Over at Brillianter, in the comments. I’m not really buying the analogy to organized crime, since organized crime mostly only has the goal to make money, and operate black markets and rackets. In crime, confrontation with authorities is to be avoided, because it’s bad for business. It will inevitably happen, but it is a cost of doing business for criminal elements. Ideological struggles are a different beast.
But I would echo many of the same problems with the ideology. One problem our founding fathers did not have to deal with is that no one in the colonies elected the government of King George III, and we had no representation in the British Parliament. To change their government, the only choice was revolution. You had 1/3rd of the country, that would be 100 million people today, who actively supported a violent revolution, even if they weren’t directly fighting in it. Do you think 100 million people today support overthrowing their elected government? Would another 100 million be indifferent to it?
On an intellectual level I can understand the problem with popular sovereignty as the basis of governmental legitimacy, but I’ve never understood how anything else can really work in practice. At some point, you have to come to terms with the fact that the people voted for this government. The only way to fix that, which doesn’t involve a high degree of ugliness, is to convince them that it is not the government they actually want, and offer something better. If they want a nanny government that takes care of them, and insulates them from ugliness in human nature, responsibility, and initiative, how is any piece of paper going saying the government can’t give it to them going to stand in the way over the long term? I can understand not wanting to live like that, I certainly don’t, but before you even start talking about revolt, you need to deal with the problem of popular sovereignty.

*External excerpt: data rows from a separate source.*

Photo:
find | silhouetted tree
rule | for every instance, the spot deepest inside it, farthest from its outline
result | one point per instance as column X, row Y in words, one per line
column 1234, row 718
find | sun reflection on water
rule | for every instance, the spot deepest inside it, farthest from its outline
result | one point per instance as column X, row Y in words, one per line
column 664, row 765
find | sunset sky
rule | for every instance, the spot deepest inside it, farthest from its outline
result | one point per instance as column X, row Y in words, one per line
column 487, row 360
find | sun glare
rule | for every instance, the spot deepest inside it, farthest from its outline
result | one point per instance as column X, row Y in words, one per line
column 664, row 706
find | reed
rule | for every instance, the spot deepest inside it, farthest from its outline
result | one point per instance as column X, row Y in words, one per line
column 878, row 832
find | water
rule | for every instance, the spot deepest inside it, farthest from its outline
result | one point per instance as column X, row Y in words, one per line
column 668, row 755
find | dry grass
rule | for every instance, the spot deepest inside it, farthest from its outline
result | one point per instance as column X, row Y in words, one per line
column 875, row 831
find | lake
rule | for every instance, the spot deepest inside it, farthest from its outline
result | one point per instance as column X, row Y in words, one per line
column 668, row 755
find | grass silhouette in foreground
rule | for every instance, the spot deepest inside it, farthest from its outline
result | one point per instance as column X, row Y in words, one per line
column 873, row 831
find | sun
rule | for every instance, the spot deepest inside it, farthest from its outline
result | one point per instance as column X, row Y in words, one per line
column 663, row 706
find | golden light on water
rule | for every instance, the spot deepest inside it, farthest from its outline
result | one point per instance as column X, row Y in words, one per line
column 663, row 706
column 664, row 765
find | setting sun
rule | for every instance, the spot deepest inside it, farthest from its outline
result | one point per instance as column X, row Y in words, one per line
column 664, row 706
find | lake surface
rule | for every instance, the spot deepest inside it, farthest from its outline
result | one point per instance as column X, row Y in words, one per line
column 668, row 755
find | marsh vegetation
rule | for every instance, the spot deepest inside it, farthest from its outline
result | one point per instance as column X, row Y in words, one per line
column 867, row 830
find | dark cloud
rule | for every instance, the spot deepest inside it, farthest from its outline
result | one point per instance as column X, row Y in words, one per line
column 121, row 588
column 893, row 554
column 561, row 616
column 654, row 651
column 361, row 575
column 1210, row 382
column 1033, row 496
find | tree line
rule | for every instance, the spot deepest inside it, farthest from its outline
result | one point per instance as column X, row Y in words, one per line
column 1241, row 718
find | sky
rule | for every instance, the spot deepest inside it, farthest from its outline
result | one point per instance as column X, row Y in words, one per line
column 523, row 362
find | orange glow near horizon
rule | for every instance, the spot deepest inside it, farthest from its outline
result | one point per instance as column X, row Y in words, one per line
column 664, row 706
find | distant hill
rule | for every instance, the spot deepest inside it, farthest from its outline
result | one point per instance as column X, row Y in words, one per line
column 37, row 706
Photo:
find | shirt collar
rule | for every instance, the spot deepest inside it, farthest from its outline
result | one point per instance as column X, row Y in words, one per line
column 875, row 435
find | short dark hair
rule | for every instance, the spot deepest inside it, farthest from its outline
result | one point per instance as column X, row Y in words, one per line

Unfortunately, once bullets start flying, either one side or the other is going to be crushed. Americans are not ones to back down, and once it crosses to violence, it’s for all the marbles. If it comes to that, the people who elected the government will not only overwhelmingly agree with crushing the rebellion, but will acquiesce to a lot of measures to prevent such a thing from happening again. But even if by chance the three percenters actually do win, what will they do with the people who elected the government they just overthrew? What is the basis of your government’s legitimacy? They say they will restore the founders constitution, but how? Whether you like it or not, the population elected this government. There’s no way to deal with that problem short of a purge, or a massive program of forcing people who don’t think the right way out of their homes so they can go live elsewhere. Is that change you can believe in?
I’m not saying there are no circumstances that justify violently resisting an out of control government, but you have to be sure your means justify the ends, and that there are no other options. I hear a lot about the means, but not much about the ends. But whatever the ends, if you don’t get at least a sizable majority to support, or at least acquiesce to your goals, you don’t stand a chance of accomplishing anything other than bloodshed. This isn’t the first election we’ve ever lost, and it will not be the last. We will suffer setbacks. Politics has to be played over the long haul. We were successful at reversing some of the worst nonsense of the Clinton years, and it remains to be seen what Heller is going to yield. Obama will be no picnic, but we have opposed this kind of political creature before, and we’ll oppose it again, this time with some new tools at our disposal. I can’t say for sure that we will prevail in every battle, but in many ways we’re in better shape than we were in the early 90s. No doubt I will be called hopelessly naive, but I also think it’s naive to believe that the situation is hopeless and can only be fixed through violence and threats of violence. When have Americans ever backed down from a threat?